Adsorption and interactions of the bovine serum albumin-double walled carbon nanotube system

Abstract

Adsorption and interactions of Bovine Serum Albumin (BSA) with Double Walled Carbon Nanotubes (DWNT) prepared by catalytic chemical vapor deposition (CCVD) synthesis were studied. Adsorption kinetics and equilibrium were investigated by means of in situ UV-spectroscopy. The extent of adsorption at different temperatures was determined at the end of a 420-min adsorption period.
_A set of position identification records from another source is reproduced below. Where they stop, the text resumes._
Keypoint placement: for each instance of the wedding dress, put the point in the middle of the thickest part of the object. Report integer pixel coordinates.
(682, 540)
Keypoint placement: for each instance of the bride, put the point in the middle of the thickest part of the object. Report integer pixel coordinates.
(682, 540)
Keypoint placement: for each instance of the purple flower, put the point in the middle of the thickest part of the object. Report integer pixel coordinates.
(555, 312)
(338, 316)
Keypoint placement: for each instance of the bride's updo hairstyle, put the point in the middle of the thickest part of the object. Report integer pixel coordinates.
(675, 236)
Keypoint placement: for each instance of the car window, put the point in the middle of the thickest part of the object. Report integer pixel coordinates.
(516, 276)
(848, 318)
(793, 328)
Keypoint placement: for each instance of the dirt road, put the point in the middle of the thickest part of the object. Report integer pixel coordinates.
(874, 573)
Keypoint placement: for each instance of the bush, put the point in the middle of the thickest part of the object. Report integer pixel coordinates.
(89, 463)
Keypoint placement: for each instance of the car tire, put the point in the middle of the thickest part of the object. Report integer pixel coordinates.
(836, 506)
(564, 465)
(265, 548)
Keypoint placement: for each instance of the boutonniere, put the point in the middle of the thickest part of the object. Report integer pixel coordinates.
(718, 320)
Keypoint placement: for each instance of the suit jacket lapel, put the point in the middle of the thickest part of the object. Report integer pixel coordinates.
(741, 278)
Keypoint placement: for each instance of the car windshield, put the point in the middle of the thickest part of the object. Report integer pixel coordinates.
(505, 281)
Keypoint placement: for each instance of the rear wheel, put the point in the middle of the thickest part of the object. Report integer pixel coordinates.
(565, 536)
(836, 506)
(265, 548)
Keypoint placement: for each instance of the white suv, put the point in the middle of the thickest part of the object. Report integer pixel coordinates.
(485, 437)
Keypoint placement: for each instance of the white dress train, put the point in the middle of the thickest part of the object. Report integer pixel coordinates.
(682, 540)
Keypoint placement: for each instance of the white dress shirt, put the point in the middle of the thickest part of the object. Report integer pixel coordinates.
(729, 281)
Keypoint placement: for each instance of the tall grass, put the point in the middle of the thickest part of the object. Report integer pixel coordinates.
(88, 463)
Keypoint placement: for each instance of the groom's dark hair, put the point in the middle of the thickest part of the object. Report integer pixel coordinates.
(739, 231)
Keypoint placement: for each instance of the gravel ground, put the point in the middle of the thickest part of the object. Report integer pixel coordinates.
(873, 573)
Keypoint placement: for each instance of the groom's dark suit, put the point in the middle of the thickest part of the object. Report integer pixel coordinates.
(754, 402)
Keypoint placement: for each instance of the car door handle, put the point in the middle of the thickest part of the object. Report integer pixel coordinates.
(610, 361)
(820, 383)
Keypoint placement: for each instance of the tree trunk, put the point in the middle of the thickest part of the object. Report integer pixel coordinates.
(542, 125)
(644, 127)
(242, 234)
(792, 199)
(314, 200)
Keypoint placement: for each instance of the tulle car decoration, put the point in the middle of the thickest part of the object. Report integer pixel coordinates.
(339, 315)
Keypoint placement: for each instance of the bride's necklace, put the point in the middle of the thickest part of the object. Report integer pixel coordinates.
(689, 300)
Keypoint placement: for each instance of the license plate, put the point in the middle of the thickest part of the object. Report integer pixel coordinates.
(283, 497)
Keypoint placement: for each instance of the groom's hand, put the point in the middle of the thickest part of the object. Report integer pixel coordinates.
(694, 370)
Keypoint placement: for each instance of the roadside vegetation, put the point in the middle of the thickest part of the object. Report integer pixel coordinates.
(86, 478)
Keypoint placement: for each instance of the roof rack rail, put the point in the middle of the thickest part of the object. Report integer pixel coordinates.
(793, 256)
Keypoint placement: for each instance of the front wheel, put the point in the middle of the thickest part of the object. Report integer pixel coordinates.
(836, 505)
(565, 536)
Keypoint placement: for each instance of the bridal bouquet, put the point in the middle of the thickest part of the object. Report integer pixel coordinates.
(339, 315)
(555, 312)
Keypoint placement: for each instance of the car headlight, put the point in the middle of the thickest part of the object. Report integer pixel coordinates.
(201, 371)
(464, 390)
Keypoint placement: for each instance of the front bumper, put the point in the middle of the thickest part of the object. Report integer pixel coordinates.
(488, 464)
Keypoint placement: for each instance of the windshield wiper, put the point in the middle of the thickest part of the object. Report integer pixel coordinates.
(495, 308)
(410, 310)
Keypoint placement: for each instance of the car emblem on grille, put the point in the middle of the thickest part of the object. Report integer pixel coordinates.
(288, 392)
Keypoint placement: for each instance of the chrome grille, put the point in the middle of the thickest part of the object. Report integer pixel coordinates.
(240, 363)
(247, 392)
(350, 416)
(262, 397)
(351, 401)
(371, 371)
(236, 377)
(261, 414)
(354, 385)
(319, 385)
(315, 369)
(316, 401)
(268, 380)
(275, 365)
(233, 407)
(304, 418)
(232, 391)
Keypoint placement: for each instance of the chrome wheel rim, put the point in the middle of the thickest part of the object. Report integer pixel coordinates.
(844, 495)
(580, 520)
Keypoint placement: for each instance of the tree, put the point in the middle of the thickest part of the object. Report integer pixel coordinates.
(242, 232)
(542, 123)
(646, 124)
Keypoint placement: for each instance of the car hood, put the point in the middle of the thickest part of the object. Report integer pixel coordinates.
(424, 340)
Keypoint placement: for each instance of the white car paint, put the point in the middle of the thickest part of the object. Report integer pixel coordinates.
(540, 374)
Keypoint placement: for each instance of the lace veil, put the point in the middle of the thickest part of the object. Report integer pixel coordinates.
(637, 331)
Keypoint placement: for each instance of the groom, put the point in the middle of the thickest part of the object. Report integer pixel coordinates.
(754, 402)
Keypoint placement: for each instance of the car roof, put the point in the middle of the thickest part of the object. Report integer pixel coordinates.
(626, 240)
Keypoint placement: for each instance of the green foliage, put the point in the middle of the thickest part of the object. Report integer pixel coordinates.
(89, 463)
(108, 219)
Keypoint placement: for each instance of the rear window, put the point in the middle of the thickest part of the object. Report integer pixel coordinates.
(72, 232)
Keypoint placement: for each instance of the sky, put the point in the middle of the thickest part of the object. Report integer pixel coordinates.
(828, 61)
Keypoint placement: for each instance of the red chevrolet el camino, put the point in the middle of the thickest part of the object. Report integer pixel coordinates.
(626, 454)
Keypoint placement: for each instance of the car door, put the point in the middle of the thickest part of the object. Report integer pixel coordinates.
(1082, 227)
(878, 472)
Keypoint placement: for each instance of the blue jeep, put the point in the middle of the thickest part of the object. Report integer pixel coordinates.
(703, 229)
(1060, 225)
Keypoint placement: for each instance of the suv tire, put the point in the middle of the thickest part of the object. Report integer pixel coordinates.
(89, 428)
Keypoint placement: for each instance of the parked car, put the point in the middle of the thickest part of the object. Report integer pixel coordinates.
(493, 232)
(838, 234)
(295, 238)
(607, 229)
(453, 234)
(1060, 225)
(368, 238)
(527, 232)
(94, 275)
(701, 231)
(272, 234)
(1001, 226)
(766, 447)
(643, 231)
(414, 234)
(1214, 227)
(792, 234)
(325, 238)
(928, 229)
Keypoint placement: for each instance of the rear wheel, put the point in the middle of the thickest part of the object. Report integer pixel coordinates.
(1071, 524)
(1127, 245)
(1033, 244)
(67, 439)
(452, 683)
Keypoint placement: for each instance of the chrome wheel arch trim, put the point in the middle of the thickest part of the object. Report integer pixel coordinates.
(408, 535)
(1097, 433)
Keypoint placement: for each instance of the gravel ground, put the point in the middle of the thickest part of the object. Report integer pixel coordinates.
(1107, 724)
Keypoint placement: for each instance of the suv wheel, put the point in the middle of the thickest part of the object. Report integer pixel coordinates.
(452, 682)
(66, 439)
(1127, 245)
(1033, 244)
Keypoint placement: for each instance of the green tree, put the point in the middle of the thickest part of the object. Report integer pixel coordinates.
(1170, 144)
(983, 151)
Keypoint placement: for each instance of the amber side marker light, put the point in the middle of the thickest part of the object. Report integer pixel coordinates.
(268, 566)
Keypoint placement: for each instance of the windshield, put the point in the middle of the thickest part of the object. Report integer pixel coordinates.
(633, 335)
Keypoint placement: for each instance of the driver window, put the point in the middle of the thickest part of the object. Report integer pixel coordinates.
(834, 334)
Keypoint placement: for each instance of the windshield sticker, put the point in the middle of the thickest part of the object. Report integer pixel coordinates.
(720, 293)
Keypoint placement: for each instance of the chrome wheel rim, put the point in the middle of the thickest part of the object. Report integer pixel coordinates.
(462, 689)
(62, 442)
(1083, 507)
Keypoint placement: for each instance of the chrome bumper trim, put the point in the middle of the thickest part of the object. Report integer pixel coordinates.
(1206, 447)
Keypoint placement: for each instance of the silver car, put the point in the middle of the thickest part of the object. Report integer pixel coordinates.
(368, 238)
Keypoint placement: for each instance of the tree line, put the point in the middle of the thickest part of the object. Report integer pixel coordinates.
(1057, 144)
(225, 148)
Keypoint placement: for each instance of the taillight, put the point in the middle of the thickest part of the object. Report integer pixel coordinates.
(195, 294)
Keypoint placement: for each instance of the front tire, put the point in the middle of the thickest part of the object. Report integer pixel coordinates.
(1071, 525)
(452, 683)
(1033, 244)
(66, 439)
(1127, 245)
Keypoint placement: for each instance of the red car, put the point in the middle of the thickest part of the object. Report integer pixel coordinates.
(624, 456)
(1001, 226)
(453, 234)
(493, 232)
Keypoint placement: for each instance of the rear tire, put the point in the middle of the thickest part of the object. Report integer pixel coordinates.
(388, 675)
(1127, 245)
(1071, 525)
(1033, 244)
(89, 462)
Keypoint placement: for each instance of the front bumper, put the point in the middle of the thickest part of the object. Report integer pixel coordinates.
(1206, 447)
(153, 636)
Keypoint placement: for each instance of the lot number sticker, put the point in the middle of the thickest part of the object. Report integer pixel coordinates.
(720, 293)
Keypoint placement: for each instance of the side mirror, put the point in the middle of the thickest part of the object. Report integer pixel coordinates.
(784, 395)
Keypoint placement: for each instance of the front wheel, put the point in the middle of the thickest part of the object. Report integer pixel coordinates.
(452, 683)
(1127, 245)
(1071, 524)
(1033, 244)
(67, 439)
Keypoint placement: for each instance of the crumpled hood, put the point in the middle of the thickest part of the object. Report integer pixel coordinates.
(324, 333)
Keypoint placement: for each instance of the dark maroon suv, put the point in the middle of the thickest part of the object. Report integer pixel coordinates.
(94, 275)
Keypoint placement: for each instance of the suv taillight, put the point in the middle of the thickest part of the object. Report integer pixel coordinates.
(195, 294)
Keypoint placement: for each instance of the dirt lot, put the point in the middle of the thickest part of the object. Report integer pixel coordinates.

The adsorption equilibrium experiments were performed using various amounts of nanotubes at pH4 and 40°C, and the adsorption parameters were evaluated comparing the experimental data with models such as the Freundlich and Langmuir isotherms. The maximum protein adsorption capacity (Q0) of DWNT was determined as 1221mg·g−1. The effect of temperature on the adsorption rate experiments was investigated for constant amount of adsorbent at pH4. Adsorption kinetics followed the pseudo-first-order rate. Zeta potential measurements were performed with respect to solution pH for understanding the protein-surface interactions. The interactions between positively charged BSA molecules with negatively charged DWNT at pH4 were found to be electrostatic attractions. Thermodynamic parameters, ΔH0 and ΔS0 were found as 9.40kJ·mol−1 and 321.5J·mol−1K−1, respectively. ΔH0 value indicated that BSA adsorption on DWNT was a physisorption process.